At Western, professors are expected to instruct four classes per semester, at the upper end of the spectrum across academia. This standard emphasizes Western’s preference for instruction over research, and influences the type of faculty hired by the university towards those most interested in teaching. 

Congratulations to the four professors receiving tenure:

  • Dr. Jacqulyn Gabriel, Sociology
  • Professor Anders Johnson, Music
  • Dr. Salif Mahamane, Psychology
  • Dr. George Kamberelis, Education

Three: Western anticipates shortfall in 2022-2023 fiscal year

Western is finalizing its draft budgets for next year, and is projecting a shortfall of about $1.6 million dollars in the school’s Education and General Fund (E&G), which Baca says is the first he can remember seeing during his time at Western. The deficit, if approved, would require spending down Western’s E&G fund reserves, which sit at roughly $8 million presently. 

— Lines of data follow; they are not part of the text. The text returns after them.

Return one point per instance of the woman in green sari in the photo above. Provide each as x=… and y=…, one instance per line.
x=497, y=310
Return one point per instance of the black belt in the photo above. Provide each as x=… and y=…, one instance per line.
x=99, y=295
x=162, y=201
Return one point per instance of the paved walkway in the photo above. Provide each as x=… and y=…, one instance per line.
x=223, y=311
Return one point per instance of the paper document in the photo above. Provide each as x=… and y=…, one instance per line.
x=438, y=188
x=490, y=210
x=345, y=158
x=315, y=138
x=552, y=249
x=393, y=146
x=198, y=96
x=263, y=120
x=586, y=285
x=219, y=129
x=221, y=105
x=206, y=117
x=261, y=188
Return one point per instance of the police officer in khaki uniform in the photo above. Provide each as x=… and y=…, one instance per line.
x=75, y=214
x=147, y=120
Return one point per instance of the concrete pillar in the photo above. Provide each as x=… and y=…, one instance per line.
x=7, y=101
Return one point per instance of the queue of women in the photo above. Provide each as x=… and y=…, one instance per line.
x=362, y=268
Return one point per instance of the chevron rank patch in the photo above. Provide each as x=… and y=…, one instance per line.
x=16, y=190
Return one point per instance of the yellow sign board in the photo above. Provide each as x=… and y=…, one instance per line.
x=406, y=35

The draft budget includes a 3 percent salary increase across the board for Western faculty and staff to attempt to track with inflation, and a $600,000 pool for salaries that is intended to redress pay inequities on campus, specifically gaps relating to gender equity. 

Western has recently undergone an internal effort (also comparing Western’s pay data to that of other higher education institutions) to identify such pay inequalities, and will soon be putting out a request for proposal (RFP) for a consultant to examine and put together recommendations for a comprehensive pay structure across campus, which the university does not have currently. 

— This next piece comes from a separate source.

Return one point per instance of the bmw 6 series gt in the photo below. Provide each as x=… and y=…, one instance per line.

Trustee Kristen Blessman pushed Baca on the numbers he brought to the Board, asking him to come back with a balanced budget as an exercise to see what it would require. Trustee Blessman, along with several other members of the Board, noted they are uncomfortable approving a deficit budget without a clear strategic vision to get back to break-even, or achieve a surplus. 

A number of factors are in play with regards to the budget, student enrollment numbers being first and foremost. The runaway inflation environment also plays a role, as do investments and disinvestments associated with the Strategic Resource Allocation study. Baca noted that to balance out Western’s budgets without boosted enrollment, tough choices, including freezing staff and faculty pay in place, and possible cuts to programmatic spending, will likely be required.

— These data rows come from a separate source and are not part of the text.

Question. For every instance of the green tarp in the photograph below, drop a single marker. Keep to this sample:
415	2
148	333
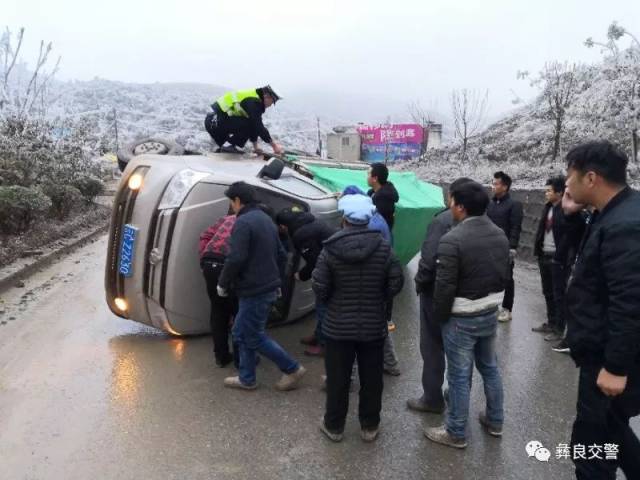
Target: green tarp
419	202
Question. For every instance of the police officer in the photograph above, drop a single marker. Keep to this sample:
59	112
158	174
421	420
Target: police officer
237	117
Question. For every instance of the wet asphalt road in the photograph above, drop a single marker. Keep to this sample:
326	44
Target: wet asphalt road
84	394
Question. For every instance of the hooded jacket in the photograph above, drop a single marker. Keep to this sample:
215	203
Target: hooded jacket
356	275
385	201
472	265
603	297
307	234
256	260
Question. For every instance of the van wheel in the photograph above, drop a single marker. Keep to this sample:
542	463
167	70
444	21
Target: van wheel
156	146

The issue was tabled for the time being, and Baca will present updated budget information in mid-to-late April. The  Board of Trustees will discuss and finalize a vote on Western’s 2022-2023 fiscal year budget at their meeting on May 6. 

Four: Personnel changeups coming to campus

Western’s Title IX Coordinator Shelby Schuppe has officially tendered her resignation to the Board of Trustees. Dr. Abel Chavez, Vice President for Student Success and Enrollment (also departing Western in April for the Presidency at Our Lady of the Lake University) says that Western could examine a number of options to fill Schuppe’s role, including the possibility of contracting out Title IX and conduct services to an external firm. Western’s search for a Vice President for Inclusivity role, a new administrative position centered in the realm of diversity, equity, and inclusion (DEI), continues.